The key factor here is that the FTC is entitled to injunctive relief if there is a risk of Qualcomm's (mis)conduct recurring--regardless of whether, as Qualcomm argues, anything may have recently changed about its market power. Judge Koh points to case law that makes this principle crystal clear. If Qualcomm had wanted a different outcome, it would have had to show that its conduct had changed, and even a change of conduct wouldn't necessarily have meant that there was no more risk of recurrence.

As Judge Koh recalls, Qualcomm's desire to avoid a decision on injunctive relief after the January 2019 trial is old news. Qualcomm originally sought to bifurcate the trial (one trial on liability followed by a separate one on remedies).

The fact that Intel's deal with Apple is not new per se (though the scope of that partnership may have expanded lately) diminishes the probative value of anything that Intel and Apple may have done together, or may have decided to do together, since late March. As for the 5G part, Judge Koh doesn't mention Qualcomm's deal with Samsung, but the fact that this modification of an agreement with the world's largest smartphone maker (at least by some measure) occurred prior to the cutoff date also suggests that whatever other deals were struck in the second or third quarter of 2018 won't present a fundamentally new situation. And it could be that Judge Koh already sees a certain likelihood of Qualcomm being ordered to renegotiate patent license agreements at the end of this. In that case, the probative value of such contracts might be zero.

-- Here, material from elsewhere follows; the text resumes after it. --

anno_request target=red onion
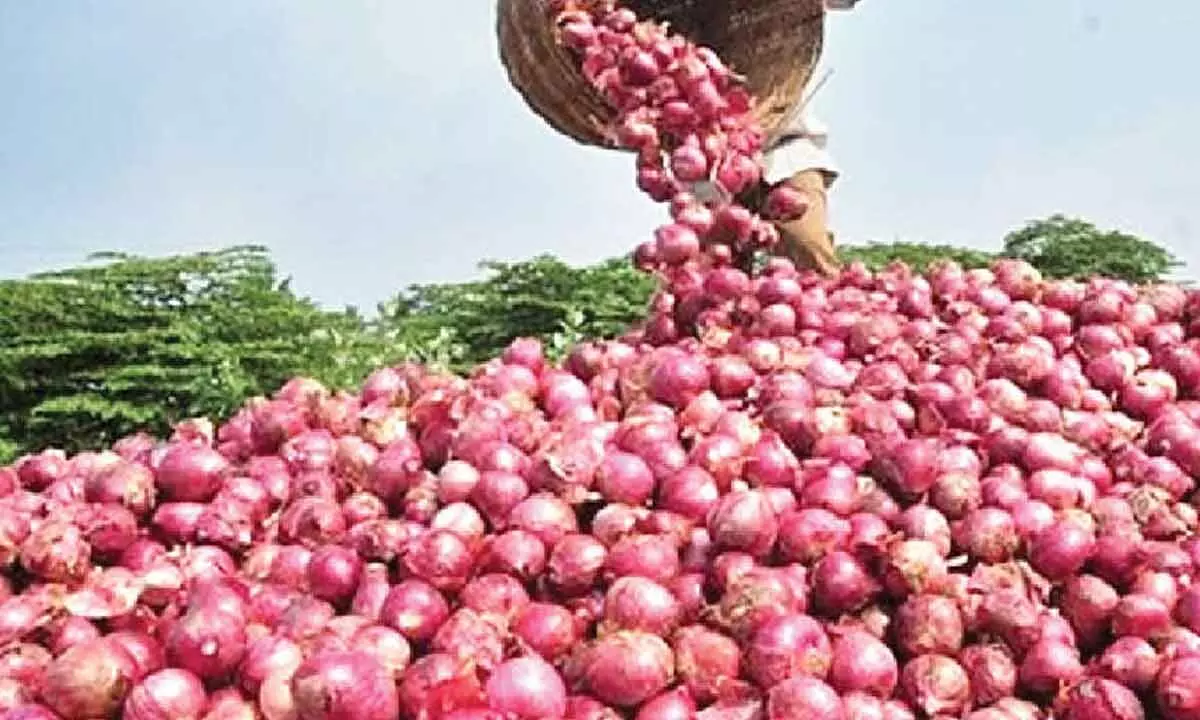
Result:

This latest order is not the first major pretrial ruling that doesn't bode well for Qualcomm's defensive efforts:

The exclusion of evidence relating to post-cutoff date events is the latest in a string of significant decisions made and positions taken before the upcoming trial.

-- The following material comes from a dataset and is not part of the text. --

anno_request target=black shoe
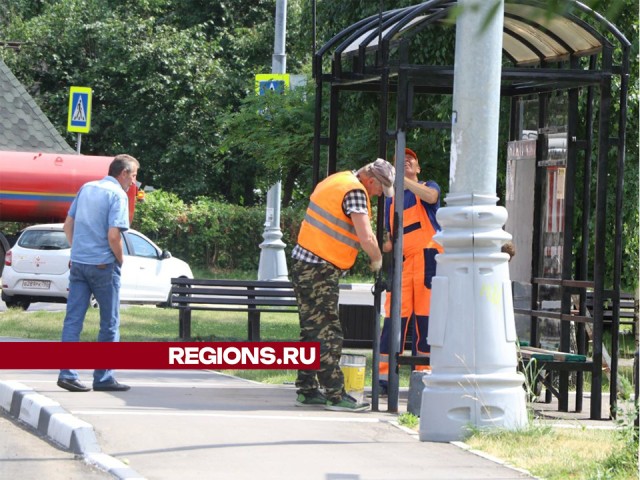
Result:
[93,380,131,392]
[58,378,91,392]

Assuming that Qualcomm loses the trial (and I can't imagine it would get away unscathed), it will then have to set priorities for an appeal, and I guess--though this is now a second-degree hypothetical as it already presupposes a certain outcome of the trial--Qualcomm is fairly likely to tell the appeals court that it lost only because some relevant post-discovery events weren't considered and to request a reversal or at least a retrial. But Judge Koh obviously considered this scenario and structured her ruling accordingly.

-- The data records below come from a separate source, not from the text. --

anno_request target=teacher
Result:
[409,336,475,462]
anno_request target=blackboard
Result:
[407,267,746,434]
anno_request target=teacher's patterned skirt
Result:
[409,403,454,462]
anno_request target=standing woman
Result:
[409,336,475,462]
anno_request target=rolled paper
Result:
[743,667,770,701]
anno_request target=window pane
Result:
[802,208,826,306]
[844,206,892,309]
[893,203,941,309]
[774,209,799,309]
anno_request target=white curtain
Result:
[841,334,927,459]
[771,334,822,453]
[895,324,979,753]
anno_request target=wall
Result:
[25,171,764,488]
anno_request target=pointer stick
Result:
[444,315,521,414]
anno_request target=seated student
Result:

There most probably won't be any spectacular developments in the U.S. Qualcomm cases between now and the end of the year. Maybe we'll hear something more about the software patent enforcmeent dispute in China (to be fair to Qualcomm, when Apple enforces its own patents, it doesn't easily accept that a workaround is indeed a workaround). And I'm extremely interested in what the Munich I Regional Court will decided next Thursday (December 20). "Cutoff" for evidence also plays a role there, but it's different in three major respects: a different jurisdiction, where the constitutional right to be heard quite often weighs in favor of reopening the record; it's a patent infringement, not antitrust, case; and what Qorvo credibly explained to me suggests that Qualcomm originally led the court and Apple to believe that the schematics of the accused chipset would be discussed with the court-appointed expert at trial, but then made an about-face and opted for evidentiary minimalism, which is why in that case I believe the plaintiff would not be unfairly prejudiced by taking a bit more time to put facts on the table that, based on the ITC decision (first an Administrative Law Judge cleared Qorvo of infringement, then the six-member Commission threw out Qualcomm's petition to review that finding), have the potential to be outcome-determinative in the defendants' favor.